Cluster fails to start with dummy does not exist error

Cluster is not starting due to a `dummy does not exist` Apache Spark error message.

Written by arvind.ravish

Last published at: March 4th, 2022

Problem

You try to start a cluster, but it fails to start. You get an Apache Spark error message.

Internal error message: Spark error: Driver down

You review the cluster driver and worker logs and see an error message containing java.io.FileNotFoundException: File file:/databricks/driver/dummy does not exist.

21/07/14 21:44:06 ERROR DriverDaemon$: XXX Fatal uncaught exception. Terminating driver.
java.io.FileNotFoundException: File file:/databricks/driver/dummy does not exist
   at org.apache.hadoop.fs.RawLocalFileSystem.deprecatedGetFileStatus(RawLocalFileSystem.java:611)
   at org.apache.hadoop.fs.RawLocalFileSystem.getFileLinkStatusInternal(RawLocalFileSystem.java:824)
   at org.apache.hadoop.fs.RawLocalFileSystem.getFileStatus(RawLocalFileSystem.java:601)
   at org.apache.hadoop.fs.FilterFileSystem.getFileStatus(FilterFileSystem.java:421)
   at org.apache.spark.SparkContext.addFile(SparkContext.scala:1668)
   at org.apache.spark.SparkContext.addFile(SparkContext.scala:1632)
   at org.apache.spark.SparkContext$$anonfun$13.apply(SparkContext.scala:511)
   at org.apache.spark.SparkContext$$anonfun$13.apply(SparkContext.scala:511)
   at scala.collection.immutable.List.foreach(List.scala:392)

Cause

You have spark.files dummy set in your Spark Config, but no such file exists.

Spark interprets the dummy configuration value as a valid file path and tries to find it on the local file system. If the file does not exist, it generates the error message.

java.io.FileNotFoundException: File file:/databricks/driver/dummy does not exist

Solution

Option 1: Delete spark.files dummy from your Spark Config if you are not passing actual files to Spark.

Option 2: Create a dummy file and place it on the cluster.

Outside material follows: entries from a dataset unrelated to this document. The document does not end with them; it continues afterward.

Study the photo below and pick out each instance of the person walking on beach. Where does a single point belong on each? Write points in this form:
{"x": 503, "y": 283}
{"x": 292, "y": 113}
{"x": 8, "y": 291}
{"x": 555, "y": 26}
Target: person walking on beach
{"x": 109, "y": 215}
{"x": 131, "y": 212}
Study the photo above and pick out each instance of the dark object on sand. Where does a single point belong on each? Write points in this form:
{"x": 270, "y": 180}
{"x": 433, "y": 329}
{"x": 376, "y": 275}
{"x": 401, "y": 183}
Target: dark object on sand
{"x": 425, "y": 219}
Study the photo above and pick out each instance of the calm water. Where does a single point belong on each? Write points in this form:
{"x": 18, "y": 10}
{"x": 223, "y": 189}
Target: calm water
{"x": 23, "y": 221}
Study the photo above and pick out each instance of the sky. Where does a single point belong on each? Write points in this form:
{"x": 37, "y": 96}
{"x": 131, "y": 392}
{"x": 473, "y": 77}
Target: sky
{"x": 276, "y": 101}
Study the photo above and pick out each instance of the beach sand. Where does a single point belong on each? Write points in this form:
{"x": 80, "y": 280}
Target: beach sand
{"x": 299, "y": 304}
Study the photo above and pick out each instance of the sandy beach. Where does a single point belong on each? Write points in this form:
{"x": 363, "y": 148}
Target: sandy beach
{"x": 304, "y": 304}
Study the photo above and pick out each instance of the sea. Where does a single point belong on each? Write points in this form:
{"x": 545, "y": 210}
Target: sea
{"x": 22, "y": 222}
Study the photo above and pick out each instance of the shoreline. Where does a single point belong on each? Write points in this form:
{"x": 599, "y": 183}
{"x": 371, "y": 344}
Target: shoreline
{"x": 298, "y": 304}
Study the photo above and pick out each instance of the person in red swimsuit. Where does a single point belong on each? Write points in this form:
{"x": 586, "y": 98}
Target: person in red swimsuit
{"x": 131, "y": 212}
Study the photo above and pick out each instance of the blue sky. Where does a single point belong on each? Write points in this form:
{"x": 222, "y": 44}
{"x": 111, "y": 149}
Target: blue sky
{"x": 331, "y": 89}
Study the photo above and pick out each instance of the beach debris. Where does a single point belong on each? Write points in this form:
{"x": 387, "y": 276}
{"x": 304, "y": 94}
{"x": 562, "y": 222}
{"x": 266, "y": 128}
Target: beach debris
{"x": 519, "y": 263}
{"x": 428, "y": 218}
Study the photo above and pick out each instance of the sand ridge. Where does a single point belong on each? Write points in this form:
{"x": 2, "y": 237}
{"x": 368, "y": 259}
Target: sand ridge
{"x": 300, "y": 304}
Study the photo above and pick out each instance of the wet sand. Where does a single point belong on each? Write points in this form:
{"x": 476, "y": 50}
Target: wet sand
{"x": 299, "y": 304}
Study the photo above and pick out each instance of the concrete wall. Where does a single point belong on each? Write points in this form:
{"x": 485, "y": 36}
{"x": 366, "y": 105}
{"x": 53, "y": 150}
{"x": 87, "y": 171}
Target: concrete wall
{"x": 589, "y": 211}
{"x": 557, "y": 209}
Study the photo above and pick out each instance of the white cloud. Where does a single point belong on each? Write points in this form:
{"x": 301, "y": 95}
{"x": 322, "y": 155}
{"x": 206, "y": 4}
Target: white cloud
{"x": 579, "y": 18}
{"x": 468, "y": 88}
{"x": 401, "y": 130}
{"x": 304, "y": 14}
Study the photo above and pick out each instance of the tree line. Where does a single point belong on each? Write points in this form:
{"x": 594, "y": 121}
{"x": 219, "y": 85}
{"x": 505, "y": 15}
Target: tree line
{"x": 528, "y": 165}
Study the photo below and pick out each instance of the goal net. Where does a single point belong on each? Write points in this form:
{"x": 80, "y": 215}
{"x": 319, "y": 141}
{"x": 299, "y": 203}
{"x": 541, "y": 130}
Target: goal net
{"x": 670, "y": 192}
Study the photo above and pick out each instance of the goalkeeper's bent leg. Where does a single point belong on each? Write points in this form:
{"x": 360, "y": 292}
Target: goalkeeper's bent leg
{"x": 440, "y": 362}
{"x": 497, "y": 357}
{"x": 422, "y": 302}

You can do this with an init script.

  1. Create the init script.
    %python
    dbutils.fs.put("dbfs:/databricks/<init-script-folder>/create_dummy_file.sh",
    """
    #!/bin/bash
    touch /databricks/driver/dummy""", True)
  2. Install the init script that you just created as a cluster-scoped init script.
    You will need the full path to the location of the script (dbfs:/databricks/<init-script-folder>/create_dummy_file.sh).
  3. Restart the cluster

Restart your cluster after you have installed the init script.